Nas eleições gerais de maio de 2024, nenhum partido político do Panamá cumpriu integralmente o requisito de paridade 50/50, segundo a Missão de Observação Eleitoral da OEA. As mulheres conquistaram 15 dos 71 assentos da Assembleia Nacional (cerca de 21%) — menos um assento do que na legislatura anterior e uma das percentagens mais baixas de mulheres em qualquer parlamento nacional da América Latina nesse ano, segundo os dados eleitorais do IPU Parline.

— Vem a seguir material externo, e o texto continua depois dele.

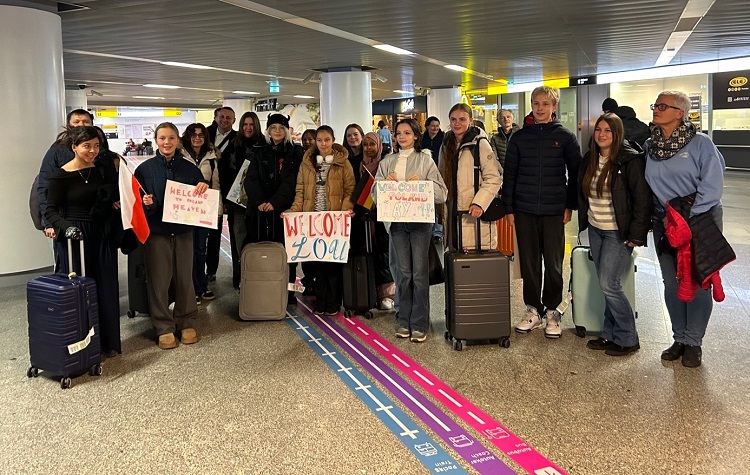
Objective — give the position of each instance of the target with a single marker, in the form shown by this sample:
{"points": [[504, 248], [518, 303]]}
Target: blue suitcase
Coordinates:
{"points": [[63, 318]]}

O relatório da missão da OEA de 2024 recomendou que o Panamá eliminasse a cláusula de escape e adotasse uma regra de "mandato de posição" (lista em fecho de correr), exigindo a alternância entre homens e mulheres ao longo da lista, em vez de se limitar a contar nomes, argumentando que isso daria força real ao requisito de paridade.
O Comité CEDAW já tinha assinalado, em 2022, preocupações sobre a durabilidade dos ganhos de igualdade de género e sobre a disparidade salarial entre homens e mulheres no Panamá, e a avaliação de 2024 da Freedom House também assinala lacunas persistentes entre as garantias legais de igualdade e os resultados políticos. A experiência do Panamá é um exemplo cautelar de que um mandato de paridade no papel não garante, por si só, a paridade na prática, quando uma brecha legal permite que os partidos se eximam.